In his 2005 book The Radical Right in Britain: Social Imperialism to the BNP, Alan Sykes argued that national-anarchism represents a further evolution in the thinking of the radical right rather than an entirely new dimension, a response to the new situation of the late 20th century in which the process of globalization (cultural, economic and political) and the apparent triumph of materialist capitalism in the form of economic materialism and neoliberalism on a global scale requires a greater assertion of the centrality of anti-materialist and idealistic ethnic nationalism.

== Analysis and reception ==
National-anarchism has critics on both the left and right of the political spectrum as they both look upon their politics with skepticism, if not outright hostility, mainly because of the multifaceted threat they conclude it represents. Scholarly analysis asserts that national-anarchism is a "Trojan horse for white nationalism" and represents what many anti-fascists see as the potential new face of fascism. This analysis argues that it is a form of crypto-fascism which hopes to avoid the stigma of classical fascism by appropriating symbols, slogans and stances of the anarchist movement while engaging in entryism to inject some core fascist values into the anti-globalization and environmental movements. According to scholars, national-anarchists hope to draw members away from traditional white nationalist groups to their own synthesis of ideas which national-anarchists claim are "neither left nor right". Some scholars also warn that the danger national-anarchists represent is not in their marginal political strength, but in their potential to show an innovative way that neo-fascist groups can rebrand themselves and reset their project on a new footing in order to preempt the radical left as the main revolutionary opposition force. Even if the results are modest, this can disrupt left-wing social movements and their focus on egalitarianism and social justice, instead spreading separatist ideas based on antifeminism, antisemitism, heterosexism, naturalistic fallacy and racism amongst grassroots activists.

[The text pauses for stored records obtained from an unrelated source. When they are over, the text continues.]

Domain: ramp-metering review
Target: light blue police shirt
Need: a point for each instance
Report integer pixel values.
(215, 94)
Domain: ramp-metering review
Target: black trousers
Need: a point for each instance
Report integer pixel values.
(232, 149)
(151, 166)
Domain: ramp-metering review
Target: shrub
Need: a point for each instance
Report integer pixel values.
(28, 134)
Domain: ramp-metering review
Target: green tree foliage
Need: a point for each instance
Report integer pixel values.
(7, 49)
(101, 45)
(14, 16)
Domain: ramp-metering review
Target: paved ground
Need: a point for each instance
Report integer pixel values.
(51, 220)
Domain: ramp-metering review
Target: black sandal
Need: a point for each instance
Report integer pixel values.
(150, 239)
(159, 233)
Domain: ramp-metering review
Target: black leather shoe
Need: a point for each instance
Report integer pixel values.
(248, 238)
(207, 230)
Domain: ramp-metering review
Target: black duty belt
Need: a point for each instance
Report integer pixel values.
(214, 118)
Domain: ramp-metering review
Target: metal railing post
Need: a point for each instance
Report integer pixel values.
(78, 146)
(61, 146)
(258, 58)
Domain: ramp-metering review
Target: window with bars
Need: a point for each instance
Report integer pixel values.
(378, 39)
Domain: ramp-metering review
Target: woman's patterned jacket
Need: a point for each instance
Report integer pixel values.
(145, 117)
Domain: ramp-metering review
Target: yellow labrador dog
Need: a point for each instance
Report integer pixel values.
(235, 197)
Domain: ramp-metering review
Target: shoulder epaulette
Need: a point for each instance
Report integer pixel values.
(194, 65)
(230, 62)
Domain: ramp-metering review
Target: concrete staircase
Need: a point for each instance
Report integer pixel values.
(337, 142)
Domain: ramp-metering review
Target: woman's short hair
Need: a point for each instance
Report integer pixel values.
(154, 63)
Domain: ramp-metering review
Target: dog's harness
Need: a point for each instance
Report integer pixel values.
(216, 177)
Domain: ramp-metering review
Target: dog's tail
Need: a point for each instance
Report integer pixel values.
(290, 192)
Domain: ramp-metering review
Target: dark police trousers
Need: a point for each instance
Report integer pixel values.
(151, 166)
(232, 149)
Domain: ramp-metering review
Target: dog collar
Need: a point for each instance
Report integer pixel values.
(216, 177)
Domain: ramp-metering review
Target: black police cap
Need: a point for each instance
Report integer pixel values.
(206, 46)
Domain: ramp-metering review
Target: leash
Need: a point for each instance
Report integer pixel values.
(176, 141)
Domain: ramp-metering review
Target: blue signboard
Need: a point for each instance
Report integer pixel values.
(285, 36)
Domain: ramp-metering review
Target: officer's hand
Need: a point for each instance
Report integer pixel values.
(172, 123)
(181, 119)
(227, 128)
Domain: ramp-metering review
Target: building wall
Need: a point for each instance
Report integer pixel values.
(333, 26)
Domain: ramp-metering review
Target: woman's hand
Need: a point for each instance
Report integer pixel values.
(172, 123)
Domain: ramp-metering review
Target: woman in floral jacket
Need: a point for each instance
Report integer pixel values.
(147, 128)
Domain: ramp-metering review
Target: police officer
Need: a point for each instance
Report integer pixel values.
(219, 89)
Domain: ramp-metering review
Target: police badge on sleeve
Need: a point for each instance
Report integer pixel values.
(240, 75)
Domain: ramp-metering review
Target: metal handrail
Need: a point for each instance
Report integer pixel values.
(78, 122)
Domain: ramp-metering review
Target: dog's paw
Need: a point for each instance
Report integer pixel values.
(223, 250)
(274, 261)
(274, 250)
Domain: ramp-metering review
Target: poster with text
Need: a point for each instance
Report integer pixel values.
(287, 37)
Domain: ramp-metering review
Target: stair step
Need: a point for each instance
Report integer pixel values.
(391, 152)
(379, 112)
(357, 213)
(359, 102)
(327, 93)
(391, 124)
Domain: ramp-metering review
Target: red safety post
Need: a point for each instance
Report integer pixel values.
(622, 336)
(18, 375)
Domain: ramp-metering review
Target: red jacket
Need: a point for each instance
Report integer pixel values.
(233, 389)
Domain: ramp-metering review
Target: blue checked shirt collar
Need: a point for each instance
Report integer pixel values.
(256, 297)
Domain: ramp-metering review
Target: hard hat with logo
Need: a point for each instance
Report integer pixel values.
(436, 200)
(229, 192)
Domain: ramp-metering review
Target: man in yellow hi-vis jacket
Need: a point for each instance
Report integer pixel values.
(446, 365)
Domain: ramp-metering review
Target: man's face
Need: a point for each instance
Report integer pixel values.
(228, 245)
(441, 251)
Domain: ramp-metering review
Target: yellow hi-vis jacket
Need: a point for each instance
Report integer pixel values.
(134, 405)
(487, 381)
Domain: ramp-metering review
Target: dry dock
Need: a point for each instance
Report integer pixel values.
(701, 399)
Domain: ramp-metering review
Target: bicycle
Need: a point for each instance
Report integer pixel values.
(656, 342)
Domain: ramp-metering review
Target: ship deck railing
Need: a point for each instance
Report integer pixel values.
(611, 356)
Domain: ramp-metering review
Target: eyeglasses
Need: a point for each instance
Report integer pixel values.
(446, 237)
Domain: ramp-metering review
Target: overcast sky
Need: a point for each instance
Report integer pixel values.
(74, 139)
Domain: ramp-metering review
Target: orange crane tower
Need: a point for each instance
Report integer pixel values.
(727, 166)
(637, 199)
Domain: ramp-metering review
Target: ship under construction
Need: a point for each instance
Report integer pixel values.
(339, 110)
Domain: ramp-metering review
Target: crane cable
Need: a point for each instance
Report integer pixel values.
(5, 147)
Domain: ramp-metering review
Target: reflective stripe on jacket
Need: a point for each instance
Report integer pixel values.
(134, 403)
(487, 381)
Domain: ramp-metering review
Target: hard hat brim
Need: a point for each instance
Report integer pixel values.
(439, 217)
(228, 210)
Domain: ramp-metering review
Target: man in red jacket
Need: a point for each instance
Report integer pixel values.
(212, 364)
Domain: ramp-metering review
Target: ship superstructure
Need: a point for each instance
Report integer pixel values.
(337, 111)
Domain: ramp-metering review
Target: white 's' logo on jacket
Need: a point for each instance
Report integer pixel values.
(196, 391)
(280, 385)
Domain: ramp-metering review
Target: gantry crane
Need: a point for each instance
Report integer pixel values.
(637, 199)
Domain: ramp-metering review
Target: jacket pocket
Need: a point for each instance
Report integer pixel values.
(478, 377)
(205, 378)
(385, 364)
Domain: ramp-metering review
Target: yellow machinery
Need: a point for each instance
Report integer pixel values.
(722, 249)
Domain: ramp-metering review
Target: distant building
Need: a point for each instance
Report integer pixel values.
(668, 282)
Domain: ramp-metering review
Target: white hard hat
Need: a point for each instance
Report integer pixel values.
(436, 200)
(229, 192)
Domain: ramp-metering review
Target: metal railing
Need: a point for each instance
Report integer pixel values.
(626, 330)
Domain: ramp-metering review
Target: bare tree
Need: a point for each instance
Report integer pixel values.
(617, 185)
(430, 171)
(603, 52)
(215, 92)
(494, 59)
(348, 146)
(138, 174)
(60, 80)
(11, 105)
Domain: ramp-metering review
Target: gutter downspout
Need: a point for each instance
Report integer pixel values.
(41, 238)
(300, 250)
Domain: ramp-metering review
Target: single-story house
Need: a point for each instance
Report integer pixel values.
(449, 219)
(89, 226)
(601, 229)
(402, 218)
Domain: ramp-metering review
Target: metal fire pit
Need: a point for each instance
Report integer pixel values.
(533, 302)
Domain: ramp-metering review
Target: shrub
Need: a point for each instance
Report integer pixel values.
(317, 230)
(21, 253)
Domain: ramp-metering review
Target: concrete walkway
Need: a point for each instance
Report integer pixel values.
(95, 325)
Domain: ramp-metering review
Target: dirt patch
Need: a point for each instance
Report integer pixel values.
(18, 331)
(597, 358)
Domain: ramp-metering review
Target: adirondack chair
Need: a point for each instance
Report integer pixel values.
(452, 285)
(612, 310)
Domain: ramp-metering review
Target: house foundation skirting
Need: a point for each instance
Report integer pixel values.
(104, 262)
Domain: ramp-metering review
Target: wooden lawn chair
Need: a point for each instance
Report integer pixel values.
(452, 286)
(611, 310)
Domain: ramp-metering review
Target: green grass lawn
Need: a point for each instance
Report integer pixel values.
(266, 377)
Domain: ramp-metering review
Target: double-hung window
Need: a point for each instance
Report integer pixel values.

Scholars have reported how far-right critics argue that neo-Nazis joining the national-anarchist movement will lead to them losing credit for the successes of their anti-Zionist struggle if it is co-opted by anarchists. Scholars further noted how those far-right critics argue that national-anarchists want the militant chic of calling themselves anarchists without the historical and philosophical baggage that accompanies such a claim, namely the link with 19th-century Jewish anarchists. Scholars such as Graham D. Macklin use apostrophes when describing national-anarchists' "anarchism" and write that "despite its alleged 'anarchism', [it] looks favourably on the heptarchy of Anglo-Saxon England as a model of racial 'kingship'". Macklin describes national-anarchism as "a seemingly incongruous synthesis of fascism and anarchism" that owes more the "conservative revolutionary thought" of the anarcha than anarchism as it is "totally devoid of anarchism's humanistic social philosophy, which is rejected as 'infected' with feminism, homosexuality and Marxism". Macklin also argues that "[its] political organization reveals the NRF to be closer in inspiration to the Leninist 'revolutionary vanguard' than anarchism".

Scholars such as Matthew N. Lyons argue that implementing national-anarchism would not result in an expansion of freedom as its proponents claim and that "in reality it would promote oppression and authoritarianism in smaller-scale units". According to Lyons, the opposition to the state of national-anarchists such as Keith Preston is based on "a radically anti-humanistic philosophy of elitism, ruthless struggle, and contempt for most people".